Backing Dikshit, Shashi Tharoor tweeted, “What Sandeep Dikshit said openly is what dozens of party leaders from across the country are saying privately, including many with responsible positions in the Party. I renew my appeal to CWC to hold leadership elections to energise workers and inspire voters”.

“Some have asked who should vote and for what. I was referring to my earlier call eight months ago for elections among the 10,000 party workers who constitute the “AICC plus PCC delegates” list. These should be for the elected seats in the CWC as well as for the party presidency,” Tharoor added.

Former Union minister Manish Tewari had argued that the the party needs to think about reorienting its economic philosophy which continues to be “fairly socialistic” and bring clarity on the question of secularism and its brand of nationalism.

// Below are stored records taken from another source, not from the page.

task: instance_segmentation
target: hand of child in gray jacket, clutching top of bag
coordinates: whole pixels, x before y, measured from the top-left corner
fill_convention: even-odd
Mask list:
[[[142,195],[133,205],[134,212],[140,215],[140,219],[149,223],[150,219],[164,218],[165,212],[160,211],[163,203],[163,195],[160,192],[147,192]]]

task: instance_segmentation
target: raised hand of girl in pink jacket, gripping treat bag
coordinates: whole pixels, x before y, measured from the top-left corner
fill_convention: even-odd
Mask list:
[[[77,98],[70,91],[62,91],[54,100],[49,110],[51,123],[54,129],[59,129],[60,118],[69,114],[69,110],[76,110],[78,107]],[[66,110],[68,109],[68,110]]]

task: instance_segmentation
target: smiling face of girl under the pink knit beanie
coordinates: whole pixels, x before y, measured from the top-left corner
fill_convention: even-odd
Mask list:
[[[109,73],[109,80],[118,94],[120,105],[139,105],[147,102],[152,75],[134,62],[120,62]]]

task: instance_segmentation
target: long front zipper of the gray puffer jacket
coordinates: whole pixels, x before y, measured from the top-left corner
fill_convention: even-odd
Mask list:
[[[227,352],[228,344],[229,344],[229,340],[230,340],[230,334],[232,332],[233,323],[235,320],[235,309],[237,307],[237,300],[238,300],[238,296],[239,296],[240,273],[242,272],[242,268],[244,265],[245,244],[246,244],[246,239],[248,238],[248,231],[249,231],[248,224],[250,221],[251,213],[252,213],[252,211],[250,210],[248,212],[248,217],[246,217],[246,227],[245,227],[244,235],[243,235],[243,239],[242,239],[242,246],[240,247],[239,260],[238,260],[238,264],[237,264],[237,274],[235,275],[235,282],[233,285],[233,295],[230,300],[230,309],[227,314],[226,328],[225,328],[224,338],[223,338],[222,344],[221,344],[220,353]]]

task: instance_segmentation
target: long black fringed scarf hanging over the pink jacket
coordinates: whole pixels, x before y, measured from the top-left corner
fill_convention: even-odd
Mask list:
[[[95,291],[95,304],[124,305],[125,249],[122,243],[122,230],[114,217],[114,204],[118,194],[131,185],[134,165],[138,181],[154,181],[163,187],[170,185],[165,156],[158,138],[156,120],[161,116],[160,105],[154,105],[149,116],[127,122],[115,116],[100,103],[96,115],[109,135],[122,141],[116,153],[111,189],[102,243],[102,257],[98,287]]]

AICC national spokesperson Sharmistha Mukherjee admitted as much when she tweeted: “We are again decimated in Delhi. Enough of introspection, time for action now. Inordinate delay in decision making at the top, lack of strategy and unity at the state level, demotivated workers, and no grassroots connect — all are factors. The recent Delhi elections, where only three of the 66 Congress candidates managed to save their deposit, is further evidence of the complete meltdown of the once-dominant force. The road ahead for the party will need more than just introspection.

But there are leaders in the Congress for whom Congress is for Gandhi family only and Gandhi family is the true congress. Sanjay Nirupam responded to Tharoor’s call for elections, saying Rahul Gandhi was the “only leader” who could “save the party.” He tweeted: “It’s inane discussion. No one from outside the family can lead Congress at this juncture. Rahul Gandhi is the only leader who can lead the party and can save it. Other leaders are just a group leader and such leaders at the helm will encourage more groupism. Period!”

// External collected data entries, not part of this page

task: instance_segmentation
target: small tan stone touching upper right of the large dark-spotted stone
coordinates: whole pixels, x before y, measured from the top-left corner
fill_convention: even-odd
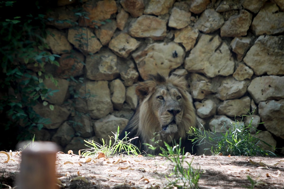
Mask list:
[[[197,29],[187,26],[186,28],[175,31],[174,42],[181,43],[185,48],[185,51],[189,51],[194,47],[198,34],[199,32]]]

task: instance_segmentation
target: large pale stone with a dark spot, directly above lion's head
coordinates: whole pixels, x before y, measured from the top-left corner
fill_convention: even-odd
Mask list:
[[[171,70],[183,63],[184,56],[183,49],[174,42],[153,43],[132,54],[143,79],[156,73],[168,76]]]

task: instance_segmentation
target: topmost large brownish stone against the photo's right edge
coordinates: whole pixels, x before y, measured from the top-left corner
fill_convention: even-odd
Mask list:
[[[284,32],[284,12],[275,3],[265,3],[253,19],[251,28],[256,35],[272,35]]]

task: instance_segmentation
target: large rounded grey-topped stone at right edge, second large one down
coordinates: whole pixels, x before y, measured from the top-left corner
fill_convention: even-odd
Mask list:
[[[244,62],[252,68],[254,74],[284,74],[284,35],[261,35],[247,52]]]

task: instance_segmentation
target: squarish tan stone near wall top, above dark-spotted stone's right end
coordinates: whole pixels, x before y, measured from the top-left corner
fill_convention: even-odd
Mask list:
[[[191,22],[190,16],[191,12],[179,10],[178,8],[174,7],[169,18],[168,26],[176,29],[185,28]]]

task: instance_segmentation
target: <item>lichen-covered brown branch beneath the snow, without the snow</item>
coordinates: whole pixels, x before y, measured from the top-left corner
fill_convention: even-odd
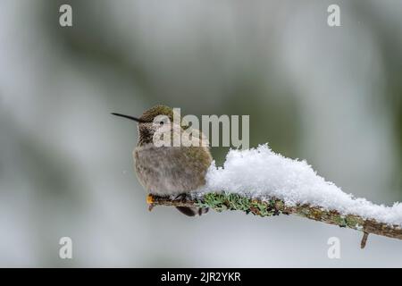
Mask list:
[[[222,212],[224,210],[240,210],[247,214],[251,213],[259,216],[296,214],[317,222],[329,223],[338,225],[339,227],[348,227],[349,229],[362,231],[364,233],[361,244],[362,248],[364,248],[365,241],[370,233],[402,240],[402,228],[399,225],[379,223],[374,219],[364,219],[355,214],[339,214],[337,210],[328,211],[319,206],[285,206],[285,203],[278,198],[271,198],[263,201],[228,193],[207,193],[200,198],[180,199],[148,195],[147,203],[150,205],[150,209],[153,206],[199,206],[210,207],[217,212]]]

There are some young leaders who could not digest the present situation and preferred to part way from the part. “Jyotiraditya Scindia has been upset with Sonia and Rahul Gandhi — not just because of the way they allowed him to be undermined in the party but also because he saw the Congress going nowhere under their leadership,” a Congress leader close to Scindia said to media. This left the likes of a Scindia feeling increasingly frustrated and disenchanted, especially as a weakened high command was no longer willing to intervene and accommodate their interests. Scindia was also upset with the party’s stance on many issues. He openly hailed the government’s move to nullify Article 370. It was also rumoured that Sonia Gandhi’s reluctance to make a young leader CM who might outshine her son and emerge as his challenger was well thought. Obviously, the disgruntled parted with a party he has nurtured for last 18 years.

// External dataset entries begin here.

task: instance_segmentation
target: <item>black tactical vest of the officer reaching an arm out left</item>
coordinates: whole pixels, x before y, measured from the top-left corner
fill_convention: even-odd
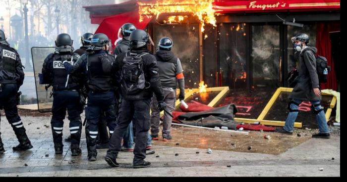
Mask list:
[[[110,91],[112,89],[112,76],[104,72],[100,55],[87,55],[88,87],[93,91]]]

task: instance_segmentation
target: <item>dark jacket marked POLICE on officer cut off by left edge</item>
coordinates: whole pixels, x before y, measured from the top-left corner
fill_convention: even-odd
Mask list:
[[[17,51],[9,45],[0,43],[0,84],[23,85],[24,71]]]

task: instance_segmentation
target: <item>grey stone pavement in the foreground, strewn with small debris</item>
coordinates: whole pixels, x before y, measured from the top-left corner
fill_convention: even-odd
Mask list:
[[[213,150],[212,154],[208,154],[205,149],[153,145],[156,153],[146,158],[152,163],[151,167],[133,169],[133,154],[120,152],[117,158],[120,166],[112,168],[104,161],[106,149],[98,150],[97,161],[87,160],[84,128],[81,139],[82,155],[71,157],[69,143],[64,142],[63,154],[56,156],[50,127],[51,118],[21,118],[34,148],[13,152],[12,147],[17,145],[18,141],[6,118],[1,116],[0,130],[6,152],[0,154],[0,177],[340,176],[340,137],[312,138],[279,155],[224,150]],[[65,120],[63,138],[67,137],[68,133],[68,121]],[[176,153],[178,156],[175,156]],[[159,157],[156,157],[158,155]],[[228,165],[231,167],[227,167]],[[320,168],[323,168],[323,171],[320,171]]]

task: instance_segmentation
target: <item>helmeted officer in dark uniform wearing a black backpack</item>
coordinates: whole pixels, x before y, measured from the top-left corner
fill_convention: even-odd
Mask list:
[[[150,128],[150,100],[153,92],[157,95],[158,108],[164,110],[164,96],[161,87],[155,56],[147,49],[150,36],[143,30],[134,30],[130,34],[130,50],[116,57],[115,69],[121,69],[122,103],[114,135],[109,142],[106,162],[113,167],[119,166],[116,157],[120,151],[120,142],[131,120],[136,127],[133,167],[151,165],[146,158],[146,142]]]

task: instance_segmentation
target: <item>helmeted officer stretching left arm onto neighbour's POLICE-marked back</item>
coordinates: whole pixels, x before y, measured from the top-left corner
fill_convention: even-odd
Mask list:
[[[115,60],[110,55],[110,40],[105,34],[95,34],[92,38],[92,46],[87,49],[88,54],[83,54],[74,64],[64,62],[68,73],[82,70],[88,78],[88,103],[86,108],[86,139],[88,160],[95,161],[98,154],[96,150],[96,137],[98,135],[98,122],[100,113],[105,112],[107,126],[112,136],[116,126],[115,113],[115,85],[112,76],[112,64]]]

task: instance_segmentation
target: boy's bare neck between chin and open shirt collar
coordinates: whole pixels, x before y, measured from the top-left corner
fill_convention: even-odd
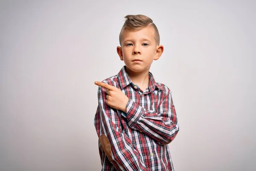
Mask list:
[[[142,90],[148,88],[149,68],[147,70],[143,70],[141,72],[134,72],[134,71],[130,70],[128,67],[126,67],[126,72],[127,72],[128,76],[131,78],[131,81],[134,84],[138,85]]]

In a recently published article, Yogendra Yadav, the National President of Swaraj India and a political analyst has opined that the Indian National Congress party registered with the Election Commission, like a majority of political parties in India, appears to be a family-run enterprise. The ruling Nehru-Gandhi family may well be compassionate in its intention. “They are truly liberal in outlook, but feudal by temperament,” the late Jaipal Reddy once said.